A sunny day in July, 2015: I was dressed head-to-toe in the immaculate discomfort of a suit, standing alone in a disused office in my university. Surrounded by silence, my gaze struggled downward towards the tips of my feet but only as far as my choking neck tie would allow. In dull sunlight, my black shoes disappeared into the grainy blue carpet as I waded back and forth, from wall to wall, anxious about what was to come. My hands were in my pockets. My head was on another planet. Through the deep breaths and the wandering thoughts, there was a strong temptation to feel utterly helpless. That was the day of my final PhD exam: the viva voce. I needn’t have been so scared. So, why was I scared at all?
We humans have an enduring fear of the unknown. It’s stressful, crippling, and demotivating all in one bitter soup. In academia, the viva voce examination is a classic source of such anxiety…but how can students manage the stress, and how can supervisors help students prepare effectively?
Viva Voce (n.): a supplementary oral examination [often abbreviated to ‘viva’] following upon one or other of the ordinary written examinations [typically a thesis].
During the first two years of my independent academic career, I’ve had the opportunity to see PhD viva exams from the ‘other' side. Rather than being the student - troubled and uneasy - I’ve now been a convener, an examiner, and a supervisor to students going through the viva process. When I’ve asked students before (and sometimes after) their exam what they were most nervous about, their wonderfully diverse articulations can be distilled to one commonality:
They didn’t know what to expect.
This fear of the unknown is not new. Worrying about a viva exam is a specific case of a much bigger problem. Psychologically, the powerlessness that comes from fearing the unknown is thought to be at the root of several anxiety disorders. You can read more about that here.
Fear of the unknown isn’t all bad. In the right setting, it can be entertaining, too. The very best horror movie directors all use it: Ridley Scott’s 1979 movie Alien is a masterful illustration of how to pray on our subconscious fear of the unknown. When you watch the trailer, you know something is wrong. Something is there but you don’t know what or where it is. Out of sight and out of your control, your imagination leads you to the most horrifying conclusions before you ever see any alien.

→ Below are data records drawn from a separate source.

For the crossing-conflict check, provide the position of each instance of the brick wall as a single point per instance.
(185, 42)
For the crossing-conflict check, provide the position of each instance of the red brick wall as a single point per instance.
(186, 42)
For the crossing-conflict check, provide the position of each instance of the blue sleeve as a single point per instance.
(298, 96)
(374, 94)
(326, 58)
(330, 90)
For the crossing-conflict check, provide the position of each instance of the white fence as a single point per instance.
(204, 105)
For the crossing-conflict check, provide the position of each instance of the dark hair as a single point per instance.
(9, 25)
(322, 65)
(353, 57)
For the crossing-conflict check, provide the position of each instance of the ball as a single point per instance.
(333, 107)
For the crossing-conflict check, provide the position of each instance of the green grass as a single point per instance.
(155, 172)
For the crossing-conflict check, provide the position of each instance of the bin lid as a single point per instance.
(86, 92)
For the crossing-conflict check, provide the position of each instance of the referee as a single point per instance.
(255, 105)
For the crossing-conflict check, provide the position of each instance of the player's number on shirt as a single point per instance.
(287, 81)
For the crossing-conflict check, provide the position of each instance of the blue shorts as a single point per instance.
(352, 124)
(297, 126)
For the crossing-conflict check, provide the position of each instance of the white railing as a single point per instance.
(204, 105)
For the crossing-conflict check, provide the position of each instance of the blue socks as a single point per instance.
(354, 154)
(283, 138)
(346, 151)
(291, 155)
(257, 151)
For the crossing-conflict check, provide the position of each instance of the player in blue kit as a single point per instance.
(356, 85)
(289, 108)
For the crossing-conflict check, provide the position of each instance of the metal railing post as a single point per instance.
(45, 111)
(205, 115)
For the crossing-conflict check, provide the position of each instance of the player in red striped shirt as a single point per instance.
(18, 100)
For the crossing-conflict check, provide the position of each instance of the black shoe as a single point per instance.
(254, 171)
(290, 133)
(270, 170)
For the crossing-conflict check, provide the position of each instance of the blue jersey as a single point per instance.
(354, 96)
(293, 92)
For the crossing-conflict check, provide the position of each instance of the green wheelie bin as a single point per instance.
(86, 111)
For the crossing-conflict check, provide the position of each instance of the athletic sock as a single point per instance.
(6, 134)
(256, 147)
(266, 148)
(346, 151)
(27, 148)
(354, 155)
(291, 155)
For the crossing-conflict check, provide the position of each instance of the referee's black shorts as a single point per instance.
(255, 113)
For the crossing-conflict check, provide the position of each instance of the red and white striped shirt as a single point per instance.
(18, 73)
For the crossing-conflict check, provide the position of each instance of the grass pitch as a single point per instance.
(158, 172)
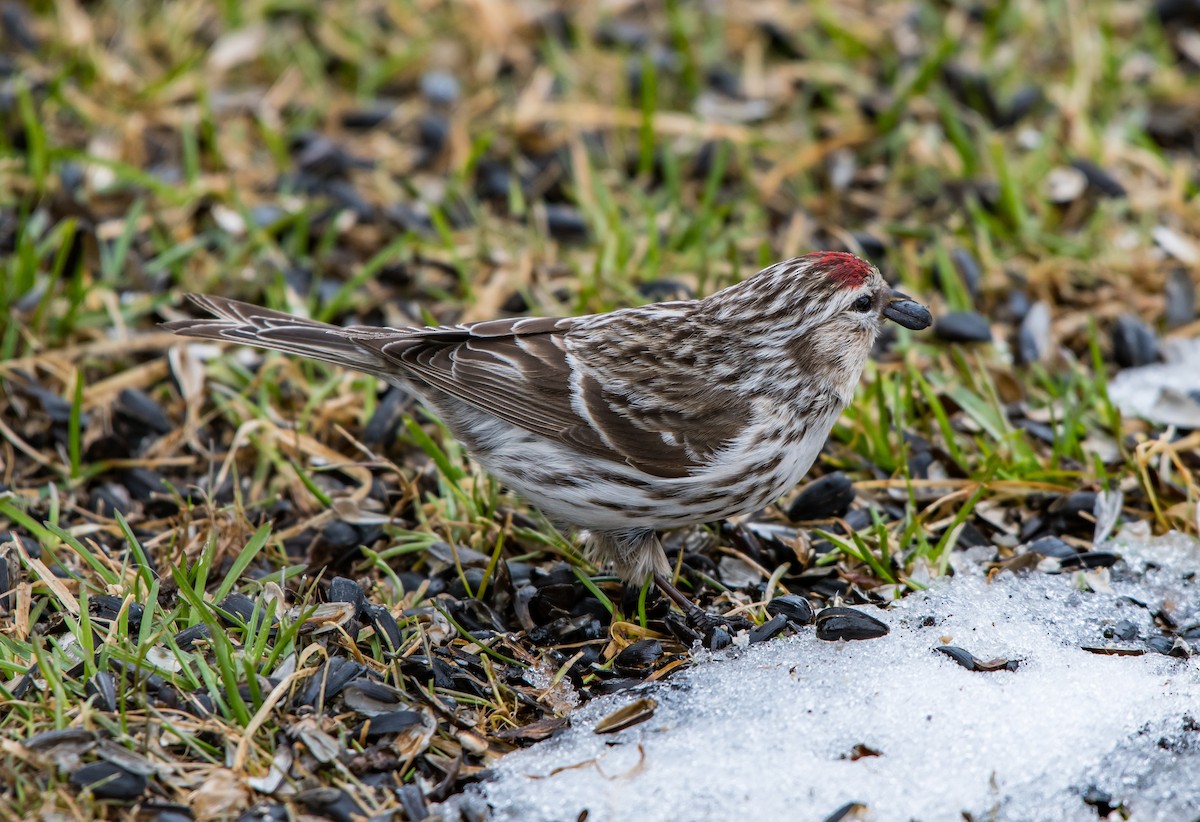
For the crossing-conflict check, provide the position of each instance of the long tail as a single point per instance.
(253, 325)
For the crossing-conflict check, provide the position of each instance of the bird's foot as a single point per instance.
(717, 631)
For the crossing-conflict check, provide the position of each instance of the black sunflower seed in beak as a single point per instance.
(907, 312)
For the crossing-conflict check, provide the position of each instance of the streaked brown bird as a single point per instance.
(634, 420)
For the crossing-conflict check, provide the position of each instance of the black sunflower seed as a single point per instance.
(827, 497)
(796, 609)
(841, 623)
(109, 781)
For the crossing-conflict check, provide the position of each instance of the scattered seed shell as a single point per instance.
(629, 715)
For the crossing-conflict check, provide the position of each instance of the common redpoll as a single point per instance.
(634, 420)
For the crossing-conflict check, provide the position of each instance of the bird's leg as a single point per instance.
(697, 618)
(690, 610)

Whilst unknown horrors can be entertaining at the movies, it’s not so fun in real life. Fear of the unknown can truly damage some students’ ability to give their best performance in exams. Away from the movies and back to the university, mentors can provide valuable support for students worrying about their upcoming viva exam. The fear of the unknown can be managed.
1. Set the scene.
If you’re the supervisor, examiner, or panelist, you will get the student’s best self if you set the scene. Where will the exam be held? When will it start? Who will conduct the exam? Is it a private panel or public lecture? The student preparing for their viva presentation or interview should understand everything they can about the process and mechanics before the event. Let the student know what is in their control. Being part of the decision-making process leads to a greater sense of involvement and control for the student. In her 2015 book, Presence, body language expert, Dr Amy Cuddy, explains that being aware of the present situation and the accompanying body posture you adopt can have mesmerising consequences - good and bad - on confidence and performance in interview-like scenarios.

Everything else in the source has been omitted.